Tenggarong, East Kalimantan.
March 23, 2012
The Kutai Kartanegara District Court on Wednesday began proceedings related to the collapse of the Mahakam II Bridge, which killed and injured dozens of people in November last year.
Public prosecutor Zulkifli Sultan read out charges against three defendants, two of whom were employees of the Kutai Kartanegara Public Works Agency, demanding five-year sentences for each of the defendants for criminal negligence in the tragedy.
The two public employees, whose trial proceeded separately from the third defendant, filed an objection on Wednesday to the legal basis of the charges against them, and their trial will pick up addressing that motion on Tuesday next week.

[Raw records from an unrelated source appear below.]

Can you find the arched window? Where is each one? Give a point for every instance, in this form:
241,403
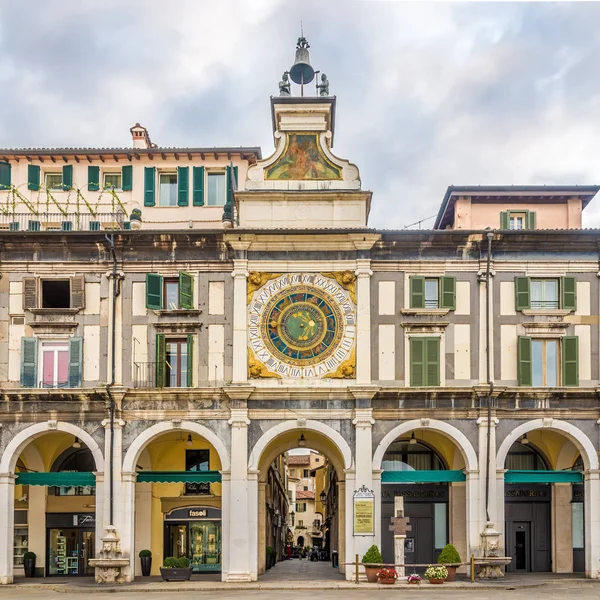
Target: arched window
411,455
525,457
74,459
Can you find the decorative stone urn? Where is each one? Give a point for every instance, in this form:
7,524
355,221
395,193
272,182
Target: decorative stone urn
490,566
110,562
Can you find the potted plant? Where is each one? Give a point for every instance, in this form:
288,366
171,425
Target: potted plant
29,564
146,560
372,562
436,574
387,575
450,558
176,569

The third defendant’s trial will resume a day later, with an agenda to begin hearing witnesses’ testimonies.
The civil servants charged are Yoyo Suriana, the infrastructure chief of Kutai Kartanegara district in East Kalimantan, and Setiono, a technical executor of the project. The third defendant, Muhammad Syahrial Fahrurrozi, was a project manager with construction company Bukaka Teknik Utama, in charge of the bridge’s maintenance and repairs.
Ni Putu Sri Indayani will serve as the trial’s presiding judge.

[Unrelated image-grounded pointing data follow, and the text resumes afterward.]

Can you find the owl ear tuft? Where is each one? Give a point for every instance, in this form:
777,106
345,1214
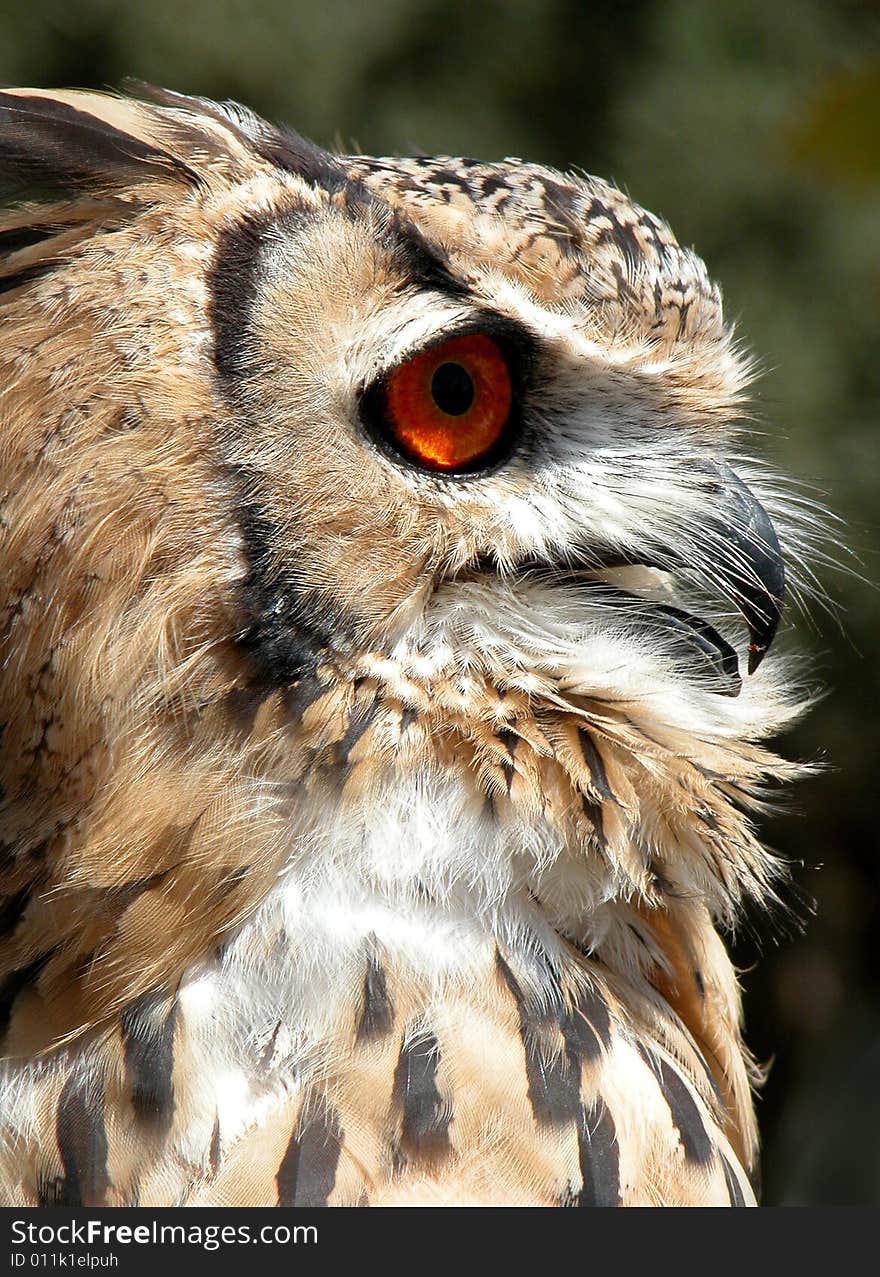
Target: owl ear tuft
282,147
68,142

“There will be two trials next week. First to hear the objection of the two Public Works Agency employees and the next day to hear witnesses’ testimonies. According to Kutai Kartanegara District Court documents, 60 witnesses will testify in the trials,” Zulkifli told the Jakarta Globe, adding that the panel of judges wanted more testimonies from technical witnesses.
The three defendants have been detained by Kutai Kartanegara Police since early January.
The 720-meter-long bridge over the Mahakam River — built to resemble San Francisco’s Golden Gate Bridge — buckled on Nov. 26, killing 24 people and injuring more than 30 others. About a dozen remain missing. The bridge collapse also caused billions of rupiah in losses for mining companies that use the Mahakam River for the transport of coal.
Bukaka was performing maintenance on the 10-year-old bridge at the time of the collapse.
Police have questioned more than 50 witnesses in the case. Among them are engineering experts from the Bandung Institute of Technology (ITB), the Indonesian Society of Engineers (PII) and the Agency for the Assessment and Application of Technology (BPPT).
Priyo Suprobo, a structural engineer at the Sepuluh Nopember Institute of Technology (ITS) in Surabaya, previously posited that the collapse was triggered when one of the linchpins along the deck sheared because of uneven loading as a result of a sag in the deck, caused in turn by the shifting anchor blocks.
When the linchpin sheared, he said, it “caused shock loading that resulted in the other linchpins also shearing.”
Priyo said the theory was based on the discovery of a sheared linchpin thrown some 50 meters from the bridge.